The core idea is to write custom image processing kernels in CUDA (grayscale conversion, Gaussian blur, Sobel edge detection, and histogram equalization), bind them into Python using PyTorch’s C++ Extension API, and then use those kernels as the preprocessing stage for a trained image classification model.

What I’m Building

Custom CUDA Kernels

Each kernel is written in CUDA C++ and optimized for the GPU memory hierarchy. The Gaussian blur kernel uses shared memory tiling to reduce global memory accesses — loading a tile of the image into fast on-chip shared memory so threads can reuse data without going back to global memory on every read. The kernels are compiled and exposed to Python as native torch.Tensor operations via a setup.py build.

Deep Learning Pipeline

On top of the preprocessing kernels, I’m training a convolutional neural network for image classification. The preprocessing and inference run end-to-end: a raw image goes in, my CUDA kernels prepare it, and the model returns a prediction with confidence. All experiments are documented in a Jupyter notebook with training curves, sample predictions, and performance comparisons.

Performance Analysis

A key deliverable is a quantitative comparison between three configurations: CPU-only processing with OpenCV, standard PyTorch GPU ops, and my custom CUDA kernels.
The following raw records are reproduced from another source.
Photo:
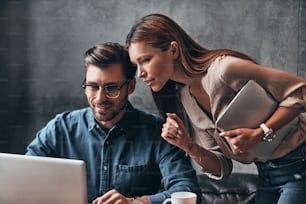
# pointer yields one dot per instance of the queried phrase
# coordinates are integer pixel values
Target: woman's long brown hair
(159, 31)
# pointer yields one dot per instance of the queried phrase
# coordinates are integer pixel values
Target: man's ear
(174, 49)
(132, 85)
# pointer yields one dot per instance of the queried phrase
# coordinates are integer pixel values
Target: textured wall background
(42, 43)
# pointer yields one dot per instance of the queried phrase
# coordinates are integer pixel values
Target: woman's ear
(174, 49)
(132, 85)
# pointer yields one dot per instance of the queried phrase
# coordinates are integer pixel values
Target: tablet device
(252, 106)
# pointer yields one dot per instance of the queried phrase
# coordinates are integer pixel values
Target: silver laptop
(250, 107)
(41, 180)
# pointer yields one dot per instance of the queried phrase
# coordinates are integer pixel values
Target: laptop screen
(41, 180)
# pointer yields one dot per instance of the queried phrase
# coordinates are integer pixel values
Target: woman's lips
(149, 82)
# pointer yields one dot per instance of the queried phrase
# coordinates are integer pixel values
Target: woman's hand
(175, 133)
(242, 139)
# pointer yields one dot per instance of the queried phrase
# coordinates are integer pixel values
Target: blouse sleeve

I’ll profile using PyTorch Profiler and NVIDIA Nsight Systems to identify bottlenecks and explain the performance differences.

Technical Stack

CUDA C++ for custom kernel implementation
PyTorch C++ Extension API (torch.utils.cpp_extension) for Python integration
Python / Jupyter for training, experiments, and visualization
NVIDIA Nsight Systems for profiling

Current Status

In progress. Kernel foundations are being implemented and tested.